En cuanto Ponta Fina salió de la casa principal del rancho, Luzia se dirigió a la cocina, enrolló su vestido de embarazada y lo echó al fuego.

Fuera, los hombres se reunieron en el porche de Eronildes. Luzia alzó el cristal de roca de Antonio y comenzó su oración. Cuando selló los cuerpos de ellos y el suyo mismo con el rezo del corpo fechado, Luzia observó a los cangaceiros arrodillados. Los hombres no le preguntaron por su niño. No le preguntaron por su salud. Comprendió cómo debía de haberse sentido Antonio: rodeado de gente, pero siempre lejos de ellos. Lejos incluso de ella, su propia esposa, que también lo había considerado como un guía casi sobrehumano, como la persona que toma las decisiones. En ese momento Luzia era la capitana.

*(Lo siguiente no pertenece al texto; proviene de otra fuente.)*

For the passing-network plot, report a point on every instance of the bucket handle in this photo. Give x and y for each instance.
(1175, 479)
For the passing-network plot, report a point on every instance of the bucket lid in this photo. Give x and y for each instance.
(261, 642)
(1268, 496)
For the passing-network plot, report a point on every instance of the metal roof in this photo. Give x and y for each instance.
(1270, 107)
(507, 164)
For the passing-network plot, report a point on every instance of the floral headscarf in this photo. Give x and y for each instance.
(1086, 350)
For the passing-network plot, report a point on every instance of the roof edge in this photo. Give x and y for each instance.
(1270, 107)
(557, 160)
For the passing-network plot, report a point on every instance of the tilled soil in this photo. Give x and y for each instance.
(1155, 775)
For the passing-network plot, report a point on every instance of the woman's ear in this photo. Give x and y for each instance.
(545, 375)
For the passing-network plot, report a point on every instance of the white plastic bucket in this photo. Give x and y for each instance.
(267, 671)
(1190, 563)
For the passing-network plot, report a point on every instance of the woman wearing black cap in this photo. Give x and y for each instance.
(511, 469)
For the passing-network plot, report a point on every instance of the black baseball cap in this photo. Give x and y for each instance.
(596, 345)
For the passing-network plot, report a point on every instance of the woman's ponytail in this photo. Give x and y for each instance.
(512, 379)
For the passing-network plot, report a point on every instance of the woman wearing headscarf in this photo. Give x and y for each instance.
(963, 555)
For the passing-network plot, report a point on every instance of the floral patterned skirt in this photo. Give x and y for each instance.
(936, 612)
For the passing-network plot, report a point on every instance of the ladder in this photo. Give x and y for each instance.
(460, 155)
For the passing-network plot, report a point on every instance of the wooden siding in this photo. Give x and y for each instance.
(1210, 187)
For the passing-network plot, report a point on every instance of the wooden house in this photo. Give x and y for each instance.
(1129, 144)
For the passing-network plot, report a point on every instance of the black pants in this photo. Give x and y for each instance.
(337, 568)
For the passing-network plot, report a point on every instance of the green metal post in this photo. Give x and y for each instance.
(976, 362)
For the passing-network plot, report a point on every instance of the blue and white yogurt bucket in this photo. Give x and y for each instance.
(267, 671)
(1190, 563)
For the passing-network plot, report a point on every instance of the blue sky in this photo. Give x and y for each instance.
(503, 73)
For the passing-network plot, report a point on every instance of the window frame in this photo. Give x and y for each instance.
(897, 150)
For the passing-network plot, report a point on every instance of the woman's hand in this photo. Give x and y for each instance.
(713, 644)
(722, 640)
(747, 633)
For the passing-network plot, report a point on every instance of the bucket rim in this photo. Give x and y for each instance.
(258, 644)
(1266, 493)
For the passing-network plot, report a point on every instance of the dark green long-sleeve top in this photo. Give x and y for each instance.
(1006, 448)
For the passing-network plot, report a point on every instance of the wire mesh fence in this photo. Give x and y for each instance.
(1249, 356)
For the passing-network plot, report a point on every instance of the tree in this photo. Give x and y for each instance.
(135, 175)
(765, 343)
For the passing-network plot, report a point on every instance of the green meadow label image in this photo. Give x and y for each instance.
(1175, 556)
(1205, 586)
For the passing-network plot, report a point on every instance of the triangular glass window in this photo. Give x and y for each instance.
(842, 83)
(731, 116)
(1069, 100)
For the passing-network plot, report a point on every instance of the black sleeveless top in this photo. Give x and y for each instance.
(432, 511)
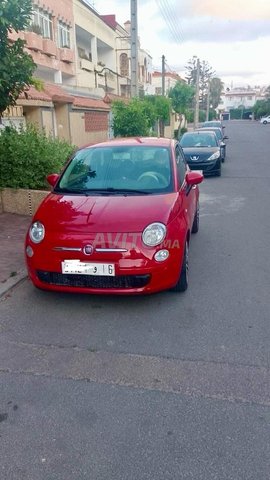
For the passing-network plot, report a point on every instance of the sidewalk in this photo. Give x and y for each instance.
(12, 234)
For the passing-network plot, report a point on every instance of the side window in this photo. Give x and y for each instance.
(180, 165)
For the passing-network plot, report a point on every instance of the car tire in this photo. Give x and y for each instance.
(196, 220)
(218, 172)
(182, 283)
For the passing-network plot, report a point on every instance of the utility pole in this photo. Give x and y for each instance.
(208, 101)
(134, 48)
(197, 96)
(163, 76)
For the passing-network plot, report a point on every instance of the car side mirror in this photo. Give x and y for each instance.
(52, 179)
(194, 177)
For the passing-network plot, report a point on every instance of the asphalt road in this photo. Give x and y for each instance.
(162, 387)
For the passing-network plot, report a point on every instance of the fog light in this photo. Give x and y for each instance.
(161, 255)
(29, 251)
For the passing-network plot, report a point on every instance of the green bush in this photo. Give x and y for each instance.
(28, 156)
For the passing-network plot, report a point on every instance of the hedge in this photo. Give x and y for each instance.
(27, 156)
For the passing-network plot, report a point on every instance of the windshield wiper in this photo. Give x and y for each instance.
(125, 190)
(100, 191)
(80, 191)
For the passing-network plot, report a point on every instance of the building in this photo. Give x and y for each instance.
(82, 58)
(239, 98)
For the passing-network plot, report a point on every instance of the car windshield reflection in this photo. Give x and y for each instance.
(198, 140)
(120, 170)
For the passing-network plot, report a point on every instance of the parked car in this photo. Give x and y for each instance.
(265, 120)
(213, 123)
(118, 220)
(202, 151)
(221, 137)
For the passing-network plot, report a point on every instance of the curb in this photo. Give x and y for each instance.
(11, 282)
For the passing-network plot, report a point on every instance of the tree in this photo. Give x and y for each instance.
(138, 116)
(182, 96)
(216, 89)
(16, 66)
(205, 74)
(132, 119)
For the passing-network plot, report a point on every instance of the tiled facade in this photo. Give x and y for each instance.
(82, 57)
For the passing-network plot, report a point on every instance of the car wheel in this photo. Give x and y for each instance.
(196, 221)
(218, 172)
(182, 283)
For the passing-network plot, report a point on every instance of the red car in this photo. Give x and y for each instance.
(118, 220)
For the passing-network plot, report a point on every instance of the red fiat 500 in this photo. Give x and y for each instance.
(118, 220)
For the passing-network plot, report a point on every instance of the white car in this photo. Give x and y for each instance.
(265, 120)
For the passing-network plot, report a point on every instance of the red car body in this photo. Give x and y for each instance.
(96, 230)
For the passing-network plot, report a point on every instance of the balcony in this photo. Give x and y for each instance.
(13, 36)
(86, 65)
(34, 41)
(49, 47)
(66, 55)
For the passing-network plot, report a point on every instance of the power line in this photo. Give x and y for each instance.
(169, 18)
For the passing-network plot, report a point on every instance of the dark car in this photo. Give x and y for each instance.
(202, 152)
(220, 136)
(213, 123)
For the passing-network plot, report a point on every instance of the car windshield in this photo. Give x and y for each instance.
(118, 170)
(198, 140)
(218, 132)
(212, 124)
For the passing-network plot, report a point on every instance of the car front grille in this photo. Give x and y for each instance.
(90, 281)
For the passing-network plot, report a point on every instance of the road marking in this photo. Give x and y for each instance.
(223, 381)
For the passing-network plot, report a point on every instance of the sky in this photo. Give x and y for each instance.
(233, 36)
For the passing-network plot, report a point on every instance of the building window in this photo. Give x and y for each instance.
(124, 70)
(63, 35)
(84, 54)
(41, 23)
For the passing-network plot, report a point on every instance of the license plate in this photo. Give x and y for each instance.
(85, 268)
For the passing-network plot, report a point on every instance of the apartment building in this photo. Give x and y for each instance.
(170, 80)
(83, 59)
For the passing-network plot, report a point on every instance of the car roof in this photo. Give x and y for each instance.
(200, 131)
(134, 141)
(209, 128)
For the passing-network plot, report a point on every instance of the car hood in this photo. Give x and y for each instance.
(202, 152)
(105, 213)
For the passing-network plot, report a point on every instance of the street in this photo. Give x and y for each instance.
(163, 387)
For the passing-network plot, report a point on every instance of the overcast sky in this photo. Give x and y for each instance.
(232, 35)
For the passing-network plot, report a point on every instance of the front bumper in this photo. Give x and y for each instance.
(135, 271)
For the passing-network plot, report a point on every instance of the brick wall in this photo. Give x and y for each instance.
(96, 121)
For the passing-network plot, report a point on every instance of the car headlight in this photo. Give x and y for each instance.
(214, 156)
(37, 232)
(154, 234)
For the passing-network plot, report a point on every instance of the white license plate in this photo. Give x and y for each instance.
(85, 268)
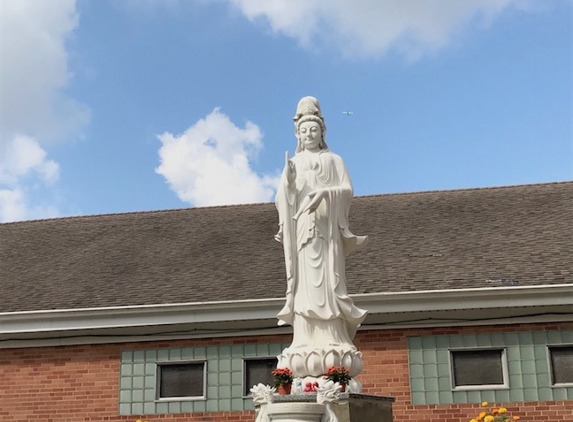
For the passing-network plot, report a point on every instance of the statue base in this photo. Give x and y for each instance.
(309, 361)
(349, 408)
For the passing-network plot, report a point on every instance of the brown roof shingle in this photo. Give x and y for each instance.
(418, 241)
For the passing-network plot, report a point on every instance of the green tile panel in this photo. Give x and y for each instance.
(527, 366)
(224, 381)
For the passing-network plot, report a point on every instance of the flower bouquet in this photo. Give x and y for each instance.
(283, 380)
(498, 414)
(339, 374)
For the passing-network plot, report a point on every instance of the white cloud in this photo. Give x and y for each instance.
(33, 69)
(22, 156)
(209, 164)
(34, 111)
(372, 27)
(12, 206)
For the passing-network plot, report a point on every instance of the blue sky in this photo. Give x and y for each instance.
(119, 106)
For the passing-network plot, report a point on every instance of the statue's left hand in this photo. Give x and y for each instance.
(316, 198)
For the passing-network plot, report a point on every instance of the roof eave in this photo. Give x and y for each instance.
(239, 314)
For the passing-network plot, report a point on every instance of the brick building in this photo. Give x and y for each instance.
(469, 292)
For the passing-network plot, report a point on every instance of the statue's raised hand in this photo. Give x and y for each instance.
(289, 170)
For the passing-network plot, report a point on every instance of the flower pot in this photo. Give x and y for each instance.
(284, 389)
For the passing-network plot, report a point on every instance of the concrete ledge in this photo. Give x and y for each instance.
(352, 407)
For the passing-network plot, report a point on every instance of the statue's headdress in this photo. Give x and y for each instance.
(308, 109)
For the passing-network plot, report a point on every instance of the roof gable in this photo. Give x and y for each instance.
(418, 241)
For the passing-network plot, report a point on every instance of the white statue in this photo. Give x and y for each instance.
(313, 201)
(262, 397)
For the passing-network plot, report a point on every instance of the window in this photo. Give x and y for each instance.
(561, 360)
(178, 380)
(258, 371)
(476, 369)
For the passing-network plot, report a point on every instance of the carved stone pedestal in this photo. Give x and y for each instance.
(305, 361)
(349, 408)
(295, 412)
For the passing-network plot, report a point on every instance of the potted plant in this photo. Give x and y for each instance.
(340, 375)
(283, 380)
(498, 414)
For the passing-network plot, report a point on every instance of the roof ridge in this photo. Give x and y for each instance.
(421, 192)
(266, 203)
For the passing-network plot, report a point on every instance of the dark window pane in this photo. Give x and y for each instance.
(259, 370)
(562, 364)
(477, 367)
(181, 380)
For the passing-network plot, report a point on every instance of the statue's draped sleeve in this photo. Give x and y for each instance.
(286, 205)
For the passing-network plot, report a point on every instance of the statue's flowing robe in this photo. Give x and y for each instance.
(316, 243)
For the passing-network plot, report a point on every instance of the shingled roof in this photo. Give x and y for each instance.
(471, 238)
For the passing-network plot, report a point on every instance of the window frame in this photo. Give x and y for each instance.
(158, 366)
(504, 370)
(247, 359)
(550, 366)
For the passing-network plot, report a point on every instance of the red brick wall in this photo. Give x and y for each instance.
(81, 383)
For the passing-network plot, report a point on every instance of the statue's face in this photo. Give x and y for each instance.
(310, 135)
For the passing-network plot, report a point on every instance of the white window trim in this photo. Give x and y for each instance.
(245, 359)
(504, 368)
(550, 366)
(158, 365)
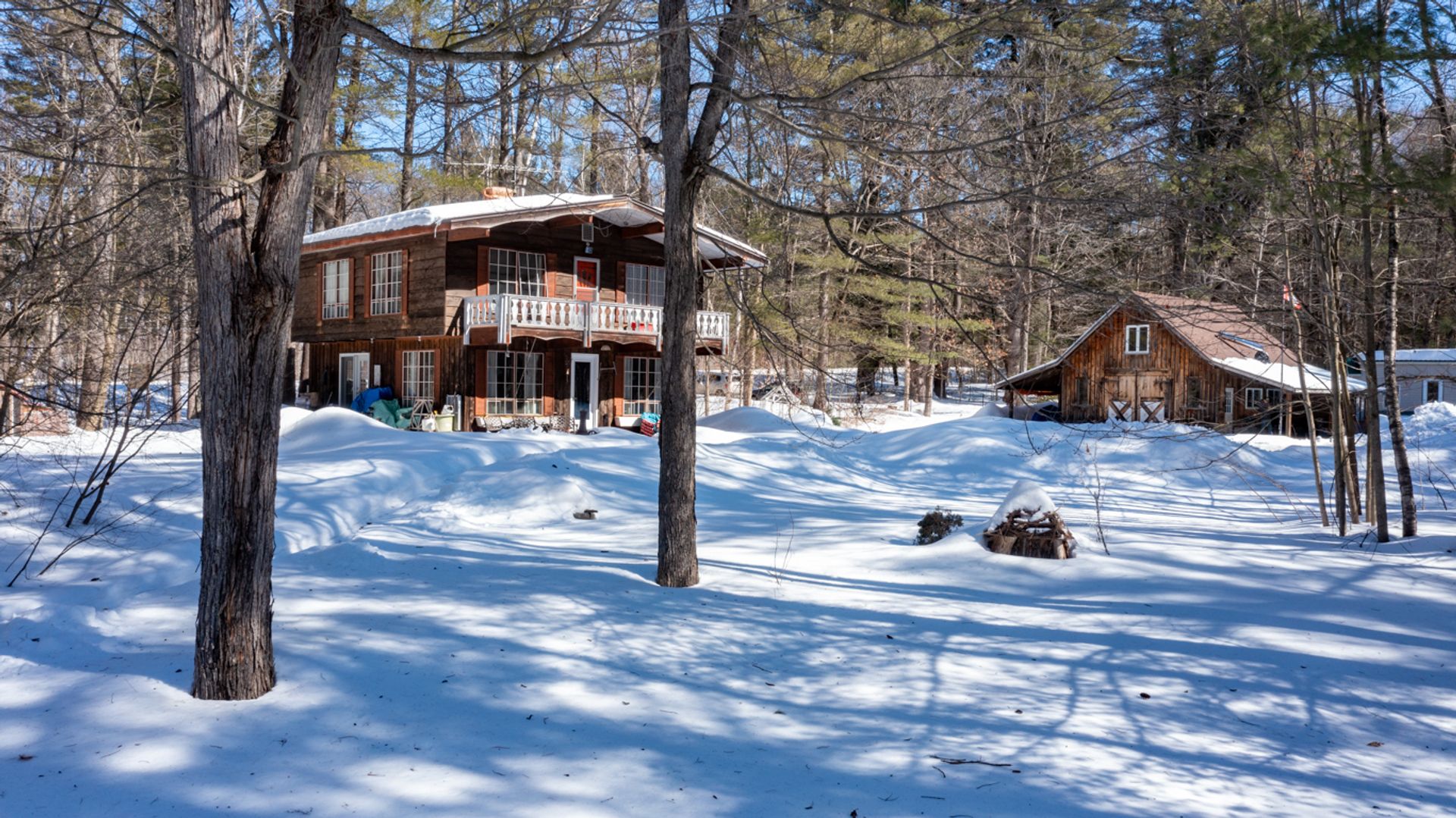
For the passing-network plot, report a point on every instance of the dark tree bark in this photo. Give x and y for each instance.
(248, 272)
(685, 152)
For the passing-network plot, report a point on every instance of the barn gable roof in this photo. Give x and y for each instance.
(1220, 334)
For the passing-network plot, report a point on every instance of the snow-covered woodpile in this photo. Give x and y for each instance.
(1028, 525)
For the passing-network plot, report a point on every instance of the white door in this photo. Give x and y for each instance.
(584, 367)
(353, 376)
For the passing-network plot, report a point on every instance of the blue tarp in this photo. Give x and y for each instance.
(367, 398)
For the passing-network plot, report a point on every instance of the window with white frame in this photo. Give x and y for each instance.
(1136, 340)
(337, 289)
(645, 284)
(639, 392)
(517, 274)
(386, 274)
(513, 383)
(419, 375)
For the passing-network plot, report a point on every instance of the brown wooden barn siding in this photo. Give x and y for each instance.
(563, 246)
(452, 376)
(1101, 360)
(424, 293)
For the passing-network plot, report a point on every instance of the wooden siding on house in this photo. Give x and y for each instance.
(322, 364)
(424, 303)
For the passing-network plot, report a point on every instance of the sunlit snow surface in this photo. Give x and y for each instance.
(453, 642)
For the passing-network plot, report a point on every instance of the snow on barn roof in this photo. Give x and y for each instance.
(1218, 332)
(620, 212)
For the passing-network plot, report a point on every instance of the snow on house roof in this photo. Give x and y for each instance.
(1286, 376)
(1420, 356)
(622, 212)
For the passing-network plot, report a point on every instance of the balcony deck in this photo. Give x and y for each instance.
(497, 319)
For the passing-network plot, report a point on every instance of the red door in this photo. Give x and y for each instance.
(587, 280)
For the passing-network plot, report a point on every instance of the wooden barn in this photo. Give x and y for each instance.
(535, 309)
(1156, 359)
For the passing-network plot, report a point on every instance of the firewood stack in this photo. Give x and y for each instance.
(1031, 533)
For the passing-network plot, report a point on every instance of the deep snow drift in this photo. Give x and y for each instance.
(453, 642)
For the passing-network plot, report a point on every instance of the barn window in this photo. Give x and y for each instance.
(1194, 390)
(644, 284)
(337, 289)
(514, 383)
(517, 274)
(1138, 338)
(419, 375)
(639, 386)
(386, 284)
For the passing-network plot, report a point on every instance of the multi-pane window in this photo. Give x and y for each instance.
(1136, 340)
(517, 274)
(514, 383)
(337, 289)
(645, 284)
(639, 387)
(419, 375)
(386, 294)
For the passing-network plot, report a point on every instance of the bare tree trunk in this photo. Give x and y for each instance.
(685, 153)
(406, 155)
(821, 354)
(246, 286)
(1388, 165)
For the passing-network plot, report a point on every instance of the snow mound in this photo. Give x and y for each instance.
(290, 417)
(992, 411)
(1433, 418)
(748, 421)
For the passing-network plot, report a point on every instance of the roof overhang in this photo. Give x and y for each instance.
(623, 215)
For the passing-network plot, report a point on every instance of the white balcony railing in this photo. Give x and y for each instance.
(509, 312)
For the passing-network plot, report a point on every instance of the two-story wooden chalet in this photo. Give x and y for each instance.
(544, 306)
(1166, 359)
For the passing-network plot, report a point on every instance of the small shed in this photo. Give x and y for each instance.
(1165, 359)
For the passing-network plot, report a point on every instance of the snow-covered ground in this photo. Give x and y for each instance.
(453, 642)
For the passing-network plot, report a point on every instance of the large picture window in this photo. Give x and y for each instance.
(419, 375)
(1138, 340)
(514, 383)
(517, 274)
(644, 284)
(386, 296)
(337, 289)
(639, 386)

Dirigió la mirada al monte bajo y gris. La sequía traería como consecuencia que las decisiones más rutinarias fueran importantes. Hacia dónde iban a ir los cangaceiros y hasta dónde; a qué hora debían despertarse; a qué hora dormirían, si es que podían dormir, porque la noche era el momento de mayor frescura, el mejor para caminar entre la maleza. Tomar el sendero equivocado o elegir mal el rumbo podía significar la deshidratación y la muerte. Las decisiones de Luzia eran las que iban a determinar la supervivencia de todos. Ponta Fina y Baiano podían aconsejarla, pero, más allá de todas las opiniones que ella escuchara, los hombres esperaban que su capitana llevara la carga de las decisiones. El precio del liderazgo era la soledad.

Luzia salió del porche. Los hombres la siguieron. Antes de internarse en el monte, la capitana se dio la vuelta y los miró a los ojos.

– No moriremos de hambre -anunció, imitando la confianza que siempre mostraba Antonio-. Si Dios nos quisiera ver muertos, lo habría conseguido hace mucho tiempo.